Der Bonner Politikwissenschaftler Frank Decker stellt in seinem Beitrag „Volksgesetzgebung oder Volksveto?“ Überlegungen zur institutionellen Ausgestaltung der Direktdemokratie in der Bundesrepublik an. Thesenförmig verweist er darauf, dass „direktdemokratische und parlamentarische Repräsentation ( ) nicht an unterschiedlichen Prinzipien gemessen werden (dürfen)“, weil dadurch die Gefahr besteht, dass die parlamentarische Parteiendemokratie ihre legitimierte, gesetzgebende, aber auch ihre oppositionelle Kraft einbüßt.

Der Dresdner Politikwissenschaftler Werner J. Patzelt diskutiert einige systematische Überlegungen: „Welche plebiszitären Instrumente könnten wir brauchen?“. Im Spannungsverhältnis von Repräsentation und Demokratie werden die Mehrwerte (und Probleme) der repräsentativen Demokratie und der Nutzung von plebiszitären Instrumenten (oder Elementen) verdeutlicht und Wege aufgezeigt, die vielfach vorherrschende Paralyse zwischen Staat und Volk aufzulösen.

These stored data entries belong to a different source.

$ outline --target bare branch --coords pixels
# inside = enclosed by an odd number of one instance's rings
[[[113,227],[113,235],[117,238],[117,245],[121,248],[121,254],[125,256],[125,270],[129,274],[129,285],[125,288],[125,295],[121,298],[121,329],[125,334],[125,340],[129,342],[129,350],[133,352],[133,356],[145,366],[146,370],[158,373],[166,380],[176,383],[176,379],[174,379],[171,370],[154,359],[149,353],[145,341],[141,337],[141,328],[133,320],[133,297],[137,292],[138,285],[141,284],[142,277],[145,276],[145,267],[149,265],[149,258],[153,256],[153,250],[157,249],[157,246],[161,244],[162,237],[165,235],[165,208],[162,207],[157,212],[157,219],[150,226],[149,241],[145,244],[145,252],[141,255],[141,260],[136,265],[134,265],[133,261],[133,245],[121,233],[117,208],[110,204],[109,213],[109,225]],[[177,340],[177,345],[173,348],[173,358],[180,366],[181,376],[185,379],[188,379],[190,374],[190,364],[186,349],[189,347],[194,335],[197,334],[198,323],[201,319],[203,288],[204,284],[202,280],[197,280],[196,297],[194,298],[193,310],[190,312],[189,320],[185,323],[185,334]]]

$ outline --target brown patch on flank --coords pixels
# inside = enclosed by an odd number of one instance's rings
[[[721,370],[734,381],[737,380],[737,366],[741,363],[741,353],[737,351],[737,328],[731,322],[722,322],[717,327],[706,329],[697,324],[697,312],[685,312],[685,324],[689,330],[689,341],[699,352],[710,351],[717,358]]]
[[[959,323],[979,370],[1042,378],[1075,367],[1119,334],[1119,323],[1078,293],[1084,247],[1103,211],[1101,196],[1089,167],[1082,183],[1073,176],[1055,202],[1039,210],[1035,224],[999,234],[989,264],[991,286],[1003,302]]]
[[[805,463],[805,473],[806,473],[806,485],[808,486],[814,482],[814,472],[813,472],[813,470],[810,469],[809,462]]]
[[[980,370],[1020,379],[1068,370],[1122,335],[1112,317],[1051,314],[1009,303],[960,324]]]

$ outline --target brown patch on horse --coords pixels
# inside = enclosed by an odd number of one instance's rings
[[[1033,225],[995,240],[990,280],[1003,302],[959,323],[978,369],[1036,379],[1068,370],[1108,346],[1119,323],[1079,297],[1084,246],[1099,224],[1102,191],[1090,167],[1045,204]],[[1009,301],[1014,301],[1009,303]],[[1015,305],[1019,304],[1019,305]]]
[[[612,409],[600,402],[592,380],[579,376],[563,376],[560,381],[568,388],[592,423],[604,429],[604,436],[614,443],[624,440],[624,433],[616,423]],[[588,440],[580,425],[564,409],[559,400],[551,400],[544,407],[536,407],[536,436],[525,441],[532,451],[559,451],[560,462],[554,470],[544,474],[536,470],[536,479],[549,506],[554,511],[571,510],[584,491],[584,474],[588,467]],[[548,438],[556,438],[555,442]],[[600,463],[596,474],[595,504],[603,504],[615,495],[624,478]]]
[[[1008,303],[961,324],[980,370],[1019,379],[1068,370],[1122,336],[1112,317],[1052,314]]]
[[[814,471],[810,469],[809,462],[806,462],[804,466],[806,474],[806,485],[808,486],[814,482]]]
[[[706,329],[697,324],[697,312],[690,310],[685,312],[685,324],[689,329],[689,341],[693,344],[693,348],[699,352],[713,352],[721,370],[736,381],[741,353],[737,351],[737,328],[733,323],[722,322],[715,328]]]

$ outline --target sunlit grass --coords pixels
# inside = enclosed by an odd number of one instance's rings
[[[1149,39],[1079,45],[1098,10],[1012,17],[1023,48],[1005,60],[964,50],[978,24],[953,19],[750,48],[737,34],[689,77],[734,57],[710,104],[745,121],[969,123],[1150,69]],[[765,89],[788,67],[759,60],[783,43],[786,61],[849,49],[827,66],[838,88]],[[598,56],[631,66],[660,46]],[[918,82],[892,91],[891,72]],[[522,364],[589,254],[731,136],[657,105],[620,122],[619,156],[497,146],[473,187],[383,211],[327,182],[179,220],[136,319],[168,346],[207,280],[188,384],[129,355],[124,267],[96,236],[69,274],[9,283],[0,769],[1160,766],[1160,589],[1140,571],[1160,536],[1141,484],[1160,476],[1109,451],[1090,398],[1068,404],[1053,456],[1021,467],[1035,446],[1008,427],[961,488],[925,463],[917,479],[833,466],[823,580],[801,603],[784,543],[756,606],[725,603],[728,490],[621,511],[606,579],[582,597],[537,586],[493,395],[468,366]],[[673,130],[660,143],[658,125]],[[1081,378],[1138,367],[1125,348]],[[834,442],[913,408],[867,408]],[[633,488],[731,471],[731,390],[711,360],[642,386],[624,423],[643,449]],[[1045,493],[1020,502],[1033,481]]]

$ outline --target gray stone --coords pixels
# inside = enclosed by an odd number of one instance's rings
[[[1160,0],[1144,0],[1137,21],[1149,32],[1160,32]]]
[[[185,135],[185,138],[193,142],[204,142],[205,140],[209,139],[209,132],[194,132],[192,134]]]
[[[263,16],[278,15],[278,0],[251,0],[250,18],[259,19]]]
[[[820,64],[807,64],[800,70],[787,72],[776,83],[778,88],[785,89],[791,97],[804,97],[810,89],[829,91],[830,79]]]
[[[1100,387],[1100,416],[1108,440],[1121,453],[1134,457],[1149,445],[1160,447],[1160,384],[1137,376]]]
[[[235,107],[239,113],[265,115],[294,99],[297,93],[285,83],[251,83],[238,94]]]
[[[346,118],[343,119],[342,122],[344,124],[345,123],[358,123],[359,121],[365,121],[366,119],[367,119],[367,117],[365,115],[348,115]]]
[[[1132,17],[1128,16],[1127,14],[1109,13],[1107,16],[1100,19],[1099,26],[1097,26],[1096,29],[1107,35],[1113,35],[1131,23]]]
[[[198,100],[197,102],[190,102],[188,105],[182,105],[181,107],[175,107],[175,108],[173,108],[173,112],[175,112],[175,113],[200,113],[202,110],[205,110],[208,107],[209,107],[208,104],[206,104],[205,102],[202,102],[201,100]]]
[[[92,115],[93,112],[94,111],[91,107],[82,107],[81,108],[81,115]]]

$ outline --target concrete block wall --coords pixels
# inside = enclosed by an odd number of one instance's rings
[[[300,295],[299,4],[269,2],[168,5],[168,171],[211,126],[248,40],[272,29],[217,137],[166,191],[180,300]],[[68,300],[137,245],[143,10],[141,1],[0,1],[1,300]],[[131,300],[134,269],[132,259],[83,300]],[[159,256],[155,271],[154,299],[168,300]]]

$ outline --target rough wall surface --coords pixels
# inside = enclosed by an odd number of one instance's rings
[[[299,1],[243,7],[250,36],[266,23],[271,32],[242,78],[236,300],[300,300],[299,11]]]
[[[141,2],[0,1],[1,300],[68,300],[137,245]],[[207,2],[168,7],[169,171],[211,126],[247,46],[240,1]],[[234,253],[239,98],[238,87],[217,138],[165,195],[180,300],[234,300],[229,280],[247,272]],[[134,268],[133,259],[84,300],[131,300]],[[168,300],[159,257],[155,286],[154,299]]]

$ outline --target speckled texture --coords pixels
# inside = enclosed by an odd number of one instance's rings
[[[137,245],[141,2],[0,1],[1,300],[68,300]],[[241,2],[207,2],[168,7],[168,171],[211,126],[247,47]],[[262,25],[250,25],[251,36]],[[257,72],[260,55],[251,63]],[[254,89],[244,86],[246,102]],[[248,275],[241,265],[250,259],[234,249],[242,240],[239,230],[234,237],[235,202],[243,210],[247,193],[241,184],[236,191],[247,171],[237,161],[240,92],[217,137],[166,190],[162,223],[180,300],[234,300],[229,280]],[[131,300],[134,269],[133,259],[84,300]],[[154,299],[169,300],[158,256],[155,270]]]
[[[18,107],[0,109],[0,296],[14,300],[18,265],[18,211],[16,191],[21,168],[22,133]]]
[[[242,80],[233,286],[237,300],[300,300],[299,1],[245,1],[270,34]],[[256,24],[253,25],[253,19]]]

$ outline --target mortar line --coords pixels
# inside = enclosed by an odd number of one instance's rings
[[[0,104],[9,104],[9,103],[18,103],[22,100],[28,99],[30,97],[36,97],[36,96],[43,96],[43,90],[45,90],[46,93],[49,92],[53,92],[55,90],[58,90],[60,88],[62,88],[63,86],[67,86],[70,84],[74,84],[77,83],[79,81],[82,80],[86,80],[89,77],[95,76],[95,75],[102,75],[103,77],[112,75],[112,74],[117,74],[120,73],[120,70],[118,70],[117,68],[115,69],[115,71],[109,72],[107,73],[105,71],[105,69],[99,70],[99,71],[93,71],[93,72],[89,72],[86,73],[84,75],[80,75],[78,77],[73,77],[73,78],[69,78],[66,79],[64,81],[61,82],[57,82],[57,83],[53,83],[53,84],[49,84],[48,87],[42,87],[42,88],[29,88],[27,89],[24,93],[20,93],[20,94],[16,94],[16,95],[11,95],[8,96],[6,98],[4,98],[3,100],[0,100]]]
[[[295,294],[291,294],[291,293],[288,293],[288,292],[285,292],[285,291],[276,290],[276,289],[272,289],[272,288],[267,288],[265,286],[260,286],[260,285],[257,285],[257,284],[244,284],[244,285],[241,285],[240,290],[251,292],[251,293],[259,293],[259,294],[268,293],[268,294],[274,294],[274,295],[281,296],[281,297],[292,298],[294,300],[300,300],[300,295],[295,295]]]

Lars P. Feld, die Konstanzer Volkswirtschaftlerin Zohal Hessami und die Darmstädter Volkswirtin Lisa Reil stellen die Ergebnisse einer Umfrage zur Einführung direkter Volksrechte auf Bundesebene im Jahr 2008 vor. Ein bemerkenswertes und gleichzeitig bezeichnendes Ergebnis: Bezüglich der Aussicht auf eine geringere Politikverdrossenheit bei den Bürgern zeigte sich, dass diese „keinen signifikanten Einfluss auf die Einstellungen der Politiker hat, während sich … die Vorstellung von mehr politischer Teilhabe positiv auf die Einstellung der Bevölkerung zur direkten Demokratie auswirkt“.

Der Rechtswissenschaftler (em.) von der Universität Bremen, Dian Schefold, setzt sich in seinem Beitrag mit der Neuregelung des Volksentscheids in Bremen vom 1. September 2009 auseinander. Er verdeutlicht, „wie langwierig, harzig und oft auch widersprüchlich die Implementation einer im Grundsatz gewollten Volksgesetzgebung ist“.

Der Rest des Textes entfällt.